In this new world of interracial dating, the winners are Hispanics, blacks, and whites among men, and Asians, Hispanics, and whites among women. Black women and Asian men are screwed in terms of quality partners — unless they really have a lot going for them, or are lucky enough to be in love with what others would find to be a low-quality partner.
All in all, the breakdown of racial taboos in dating helps the best-looking, those with charisma or great social skills, and those with money. It doesn’t necessarily do much for the rest of us. All in all, the old “racist” rules may have been more fair in this respect. You don’t create equality by elminating racism. You just shift inequality into new channels. Racism is wrong, but anti-racism doesn’t always create optimal outcomes either.

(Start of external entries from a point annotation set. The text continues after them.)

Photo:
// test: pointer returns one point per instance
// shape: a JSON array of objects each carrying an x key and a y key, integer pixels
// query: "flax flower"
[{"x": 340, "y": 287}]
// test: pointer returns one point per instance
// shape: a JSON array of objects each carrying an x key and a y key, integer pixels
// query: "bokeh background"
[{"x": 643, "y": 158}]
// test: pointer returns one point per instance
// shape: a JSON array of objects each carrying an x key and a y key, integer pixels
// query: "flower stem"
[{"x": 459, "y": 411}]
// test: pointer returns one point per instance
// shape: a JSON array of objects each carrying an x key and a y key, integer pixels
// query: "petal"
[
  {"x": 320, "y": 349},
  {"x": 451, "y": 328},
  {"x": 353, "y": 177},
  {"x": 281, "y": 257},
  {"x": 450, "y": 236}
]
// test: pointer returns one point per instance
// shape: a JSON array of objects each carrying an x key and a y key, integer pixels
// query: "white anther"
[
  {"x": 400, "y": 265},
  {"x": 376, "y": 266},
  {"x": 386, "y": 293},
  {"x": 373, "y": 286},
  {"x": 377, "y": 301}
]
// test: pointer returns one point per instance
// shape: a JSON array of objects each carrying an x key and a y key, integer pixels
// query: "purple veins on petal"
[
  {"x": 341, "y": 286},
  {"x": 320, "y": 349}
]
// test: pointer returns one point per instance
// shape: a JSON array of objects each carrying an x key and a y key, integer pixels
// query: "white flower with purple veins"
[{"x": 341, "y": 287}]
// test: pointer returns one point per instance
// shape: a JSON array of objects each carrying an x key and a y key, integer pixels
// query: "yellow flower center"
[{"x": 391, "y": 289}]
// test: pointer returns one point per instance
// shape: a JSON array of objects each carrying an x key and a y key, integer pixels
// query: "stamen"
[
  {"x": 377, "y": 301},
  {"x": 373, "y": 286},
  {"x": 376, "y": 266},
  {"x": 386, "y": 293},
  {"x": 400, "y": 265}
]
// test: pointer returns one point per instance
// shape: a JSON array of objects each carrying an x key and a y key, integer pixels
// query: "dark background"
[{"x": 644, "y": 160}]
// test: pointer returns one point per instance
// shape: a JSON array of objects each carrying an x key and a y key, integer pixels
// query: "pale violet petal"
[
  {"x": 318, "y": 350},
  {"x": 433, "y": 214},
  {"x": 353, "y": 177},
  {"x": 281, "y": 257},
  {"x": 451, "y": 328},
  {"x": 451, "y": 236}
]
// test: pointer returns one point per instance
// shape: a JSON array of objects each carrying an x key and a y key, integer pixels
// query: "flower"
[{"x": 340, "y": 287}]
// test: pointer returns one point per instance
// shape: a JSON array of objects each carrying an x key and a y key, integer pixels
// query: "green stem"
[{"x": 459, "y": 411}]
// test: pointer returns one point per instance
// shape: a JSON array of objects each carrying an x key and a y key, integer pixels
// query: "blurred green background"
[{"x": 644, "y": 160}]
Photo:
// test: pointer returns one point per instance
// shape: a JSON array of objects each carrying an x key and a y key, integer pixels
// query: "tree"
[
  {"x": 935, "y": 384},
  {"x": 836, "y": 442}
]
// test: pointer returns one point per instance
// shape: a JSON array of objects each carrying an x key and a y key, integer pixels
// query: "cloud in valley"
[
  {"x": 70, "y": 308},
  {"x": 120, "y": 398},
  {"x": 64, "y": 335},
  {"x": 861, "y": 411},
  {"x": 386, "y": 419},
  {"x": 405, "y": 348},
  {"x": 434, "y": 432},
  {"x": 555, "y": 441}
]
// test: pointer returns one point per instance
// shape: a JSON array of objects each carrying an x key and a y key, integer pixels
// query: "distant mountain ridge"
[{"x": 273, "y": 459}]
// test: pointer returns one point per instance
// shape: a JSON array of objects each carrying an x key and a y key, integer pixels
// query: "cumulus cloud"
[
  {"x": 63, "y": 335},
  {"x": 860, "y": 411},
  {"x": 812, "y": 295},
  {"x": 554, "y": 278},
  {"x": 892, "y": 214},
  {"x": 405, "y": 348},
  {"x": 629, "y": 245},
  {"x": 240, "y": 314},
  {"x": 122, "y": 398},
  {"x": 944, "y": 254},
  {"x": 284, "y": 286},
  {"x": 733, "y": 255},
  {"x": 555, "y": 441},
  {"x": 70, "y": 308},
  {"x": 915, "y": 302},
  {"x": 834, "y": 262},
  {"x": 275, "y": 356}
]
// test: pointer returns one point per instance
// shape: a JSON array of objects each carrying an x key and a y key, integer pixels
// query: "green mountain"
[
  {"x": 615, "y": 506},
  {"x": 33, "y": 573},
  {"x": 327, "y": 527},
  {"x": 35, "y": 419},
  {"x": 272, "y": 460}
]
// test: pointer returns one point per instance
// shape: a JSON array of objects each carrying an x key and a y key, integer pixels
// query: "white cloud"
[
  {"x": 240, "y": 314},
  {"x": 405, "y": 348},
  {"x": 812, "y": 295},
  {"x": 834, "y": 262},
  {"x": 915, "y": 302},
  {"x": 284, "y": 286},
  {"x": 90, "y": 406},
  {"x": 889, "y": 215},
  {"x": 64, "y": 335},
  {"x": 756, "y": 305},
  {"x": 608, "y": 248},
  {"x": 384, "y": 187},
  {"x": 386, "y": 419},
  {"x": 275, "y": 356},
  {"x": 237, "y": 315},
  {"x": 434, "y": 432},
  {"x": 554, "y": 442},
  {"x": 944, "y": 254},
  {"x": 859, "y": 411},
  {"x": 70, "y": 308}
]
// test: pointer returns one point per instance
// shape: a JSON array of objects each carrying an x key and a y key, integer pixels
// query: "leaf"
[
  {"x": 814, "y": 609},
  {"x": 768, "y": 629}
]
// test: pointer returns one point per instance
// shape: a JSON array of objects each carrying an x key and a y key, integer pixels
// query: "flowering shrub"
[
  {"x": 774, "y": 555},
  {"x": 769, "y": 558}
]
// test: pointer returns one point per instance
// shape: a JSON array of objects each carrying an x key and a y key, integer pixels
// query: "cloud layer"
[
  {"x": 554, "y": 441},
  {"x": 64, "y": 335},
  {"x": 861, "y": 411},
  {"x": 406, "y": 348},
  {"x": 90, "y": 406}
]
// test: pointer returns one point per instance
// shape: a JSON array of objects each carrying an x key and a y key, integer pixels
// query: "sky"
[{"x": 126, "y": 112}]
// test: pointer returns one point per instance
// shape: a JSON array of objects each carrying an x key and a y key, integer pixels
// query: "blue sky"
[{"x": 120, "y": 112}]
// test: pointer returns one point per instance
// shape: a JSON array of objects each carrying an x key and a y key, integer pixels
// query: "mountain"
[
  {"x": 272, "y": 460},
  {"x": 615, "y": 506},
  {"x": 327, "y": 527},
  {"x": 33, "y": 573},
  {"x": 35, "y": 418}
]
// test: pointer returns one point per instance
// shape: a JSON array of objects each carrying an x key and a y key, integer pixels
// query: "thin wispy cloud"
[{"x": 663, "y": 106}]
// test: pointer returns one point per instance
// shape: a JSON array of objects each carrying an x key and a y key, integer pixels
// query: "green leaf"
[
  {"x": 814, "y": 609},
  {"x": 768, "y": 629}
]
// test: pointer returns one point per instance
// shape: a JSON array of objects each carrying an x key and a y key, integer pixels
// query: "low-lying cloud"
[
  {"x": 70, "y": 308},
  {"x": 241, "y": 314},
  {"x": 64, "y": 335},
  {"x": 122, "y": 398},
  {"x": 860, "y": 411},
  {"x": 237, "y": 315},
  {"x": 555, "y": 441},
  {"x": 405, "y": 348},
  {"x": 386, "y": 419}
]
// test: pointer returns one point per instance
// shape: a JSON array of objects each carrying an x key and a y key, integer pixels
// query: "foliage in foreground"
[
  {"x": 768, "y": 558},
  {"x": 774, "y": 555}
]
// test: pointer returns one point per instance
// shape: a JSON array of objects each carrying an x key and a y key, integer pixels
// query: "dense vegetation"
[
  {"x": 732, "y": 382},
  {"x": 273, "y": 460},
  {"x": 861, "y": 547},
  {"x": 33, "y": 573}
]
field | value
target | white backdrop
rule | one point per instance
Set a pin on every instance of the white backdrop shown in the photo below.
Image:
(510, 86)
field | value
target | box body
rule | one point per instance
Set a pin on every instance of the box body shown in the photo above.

There are probably more than a few intelligent white women who are also feminine. But they’re snapped up pretty quick by guys who I, at least, can’t compete with. By the time they’re even within 10 years of my age, they’re married, probably happily, since they had the assets to make a good match.
I agree with that article you posted. I don’t have a preference for asian women over others, but I totally get it. Reminds me of a conversation I had with a friend years ago when he was going through a divorce. In every relationship, one person has to be the woman. A lot of American women don’t want to be the woman. For them, things seldom work out well. That’s not the only reason for divorce by a long shot. But it’s probably why we’ve had the big divorce rate in recent decades, it’s a big contributor. That “having a chip” thing is true. And a lot of American women seem more easily brainwashed by the leftist drivel pushed by college professors, which I think fuels a lot of their “anger” and attitudes. Some of them go into every situation with the expectation that whatever man they meet is going to be some evil bigot. That was already boring decades ago. At this point it’s insufferable.
I'm trying to figure out where this stereotype comes from. It certainly doesn't come from the popular culture. I think the conclusion the writer's trying to avoid is that the consensus standard for male looks is the Caucasian man, whereas the consensus standard for female looks is the Oriental woman. Men of all races prefer Oriental women because they find them good-looking. Conversely, women of all races like Oriental men the least because they find them unattractive. Black women are equally unpopular because men of all races find them unattractive.
Note this is a generalization. Some white men marry black women. And some Oriental men marry Oriental women. But on average, Oriental men will have more trouble landing Oriental women, and black women will have more difficulty landing white men. And this is probably reflected in the marriage statistics.
I think there’s a fair amount to that. We can indeed blame the professors — and, I would add, F-ing Hollywood — for the quiet, sometimes not so quiet, hostility toward men, especially white men, among so many white women, and especially “well-educated” white women. It’s a g-d-damned tragedy.
I think there’s a fair amount to that. We can indeed blame the professors — and, I would add, F-ing Hollywood — for much of the quiet, sometimes not so quiet, hostility toward men, especially toward white men, among so many white women, and above all, “well-educated” white women. It’s a g-d-damned tragedy.